REPUBLIKA.CO.ID, PEKANBARU -- Dari alam, kata Aldo Leopold, seorang pengasas ekosentrisme itu, masyarakat membentuk budaya. Budaya yang segan silu penuh cinta, budaya terbuka, sikap harmoni tiada tara, laksana siulan daun keladi di malam gulita.
Kini, hubungan Riau dan gambut seolah tak lagi harmoni. Sengkarut masalah dan keserakahan manusia memaksa gambut menjadi ladang bara api. Kebakaran hebat menjadi masalah yang sulit namun harus diatasi. Yang tak hanya bisa pasrah melihat kampung mereka menjadi penyumbang tragedi kabut asap menyelimuti negeri.
Dua dekade sudah, Bumi Lancang Kuning Riau menjadi sorotan saat musim kering tiba.
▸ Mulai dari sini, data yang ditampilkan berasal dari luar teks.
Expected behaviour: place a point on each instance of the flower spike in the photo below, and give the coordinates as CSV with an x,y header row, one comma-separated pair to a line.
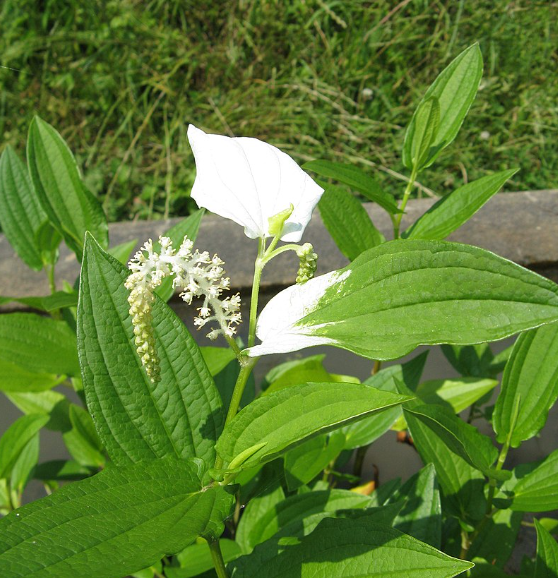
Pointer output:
x,y
197,274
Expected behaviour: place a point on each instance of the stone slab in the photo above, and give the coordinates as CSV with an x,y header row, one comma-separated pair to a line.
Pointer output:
x,y
522,227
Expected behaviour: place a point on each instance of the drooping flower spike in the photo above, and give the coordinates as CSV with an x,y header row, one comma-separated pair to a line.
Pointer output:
x,y
197,274
249,181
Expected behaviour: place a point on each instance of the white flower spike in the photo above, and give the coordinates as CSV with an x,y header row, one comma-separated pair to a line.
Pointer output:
x,y
197,274
249,181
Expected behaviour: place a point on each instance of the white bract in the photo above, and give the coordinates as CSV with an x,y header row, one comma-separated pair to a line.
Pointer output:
x,y
249,181
280,325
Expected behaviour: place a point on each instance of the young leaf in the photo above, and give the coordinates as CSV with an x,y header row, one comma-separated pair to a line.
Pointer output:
x,y
421,515
136,419
196,559
286,418
16,437
347,221
38,344
531,381
402,294
364,432
463,439
306,461
49,403
455,209
24,465
497,538
547,554
357,180
462,485
82,440
122,520
123,251
457,394
535,486
16,379
251,528
70,206
427,121
217,358
294,515
349,548
455,88
20,212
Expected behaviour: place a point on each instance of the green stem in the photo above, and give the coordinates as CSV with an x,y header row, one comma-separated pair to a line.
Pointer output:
x,y
258,268
246,366
406,195
490,511
218,561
Di Riau, musim kering itu berarti bencana. Seketika harus ada yang rela berkorban, atau bahkan "dikorbankan" untuk menghadapi itu semua.
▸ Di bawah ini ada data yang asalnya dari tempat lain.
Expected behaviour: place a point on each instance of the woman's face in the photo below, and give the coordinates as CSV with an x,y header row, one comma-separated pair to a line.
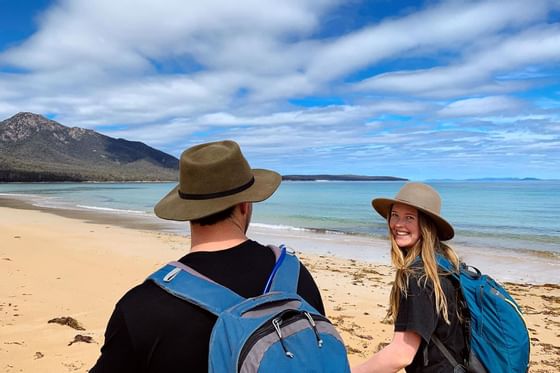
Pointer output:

3 Januari 2019 di Pulau Rupat. Halimun pagi tak lagi berisi embun segar. Aroma lahan gambut terbakar, yang begitu khas dengan cepat menyebar. Membuat dada serasa sesak berdebar. Telepon genggam Kepala Operasi Manggala Agni Daerah Operasi Dumai, Jusman tak berhenti berdering. Jauh diujung telepon, masyarakat meminta bantuan lahan desa mereka tiba-tiba terbakar.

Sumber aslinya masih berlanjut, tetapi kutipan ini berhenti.